“Sigrid Stagl is a proven expert in socioeconomics with a focus on sustainable work, ecological macroeconomics, integrated assessment methods and socioeconomic theory of trade. Her empirical focus on sustainability, energy and food makes her a sought-after interview and conversation partner for the media when it comes to questions about the energy transition, electricity and gas supplies and the resource-saving sustainable economy. But in general, Stagl has also demonstrated her competence as a science communicator many times by getting to the heart of sometimes difficult connections in a simple, understandable and comprehensible way. “I am all the more pleased that the Club of Education and Science Journalists has named Sigrid Stagl Scientist of the Year,” emphasizes Science Minister Martin Polaschek.
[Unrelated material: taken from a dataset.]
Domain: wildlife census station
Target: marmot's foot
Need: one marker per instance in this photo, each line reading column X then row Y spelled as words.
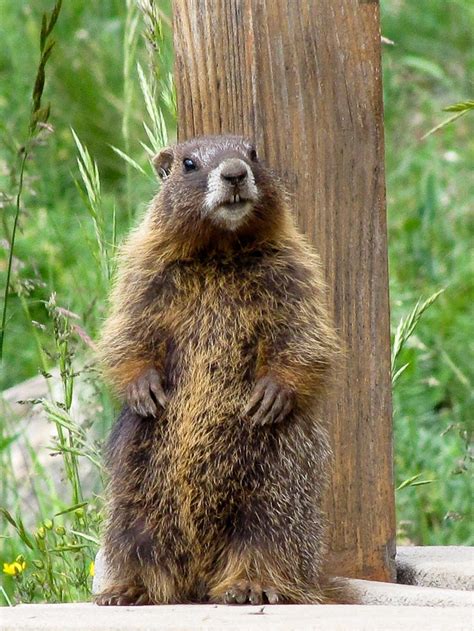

The 56-year-old was appointed professor at WU in 2008 and founded the Institute for Ecological Economics there in 2014, which she headed until 2019. Since 2020 she has headed the Department of Socioeconomics at the WU Vienna. Sigrid Stagl previously researched and taught at the University of Leeds and the University of Sussex. After completing her diploma studies at WU Vienna, she completed her PhD studies at Rensselaer Polytechnic Institute, New York, where she was awarded the world’s first doctorate in Ecological Economics. Additionally, she was active in the governance of the European Society for Ecological Economics (ESEE). As of March 1, 2023, Stagl was appointed a member of the General Council of the Austrian National Bank for five years, i.e. on the Supervisory Board of the National Bank.
Stagl is the eleventh woman to be awarded the title of “Scientist of the Year” by the Club of Education and Science Journalists, after the pioneer, the transplant surgeon Hildegunde Piza from the University of Innsbruck (2000), the climate researcher Helga Kromb-Kolb (2005 ), the archaeologist Sabine Ladstätter (2011) or most recently the glacier researcher Andrea Fischer (2023), to name just a few.
The award for Scientist of the Year has existed since 1994. Since then, the Club of Education and Science Journalists has honored every year the researcher who “particularly cares about communicating their ideas in an easy-to-understand way “The work was well deserved and the image of Austrian research was raised among the general public.”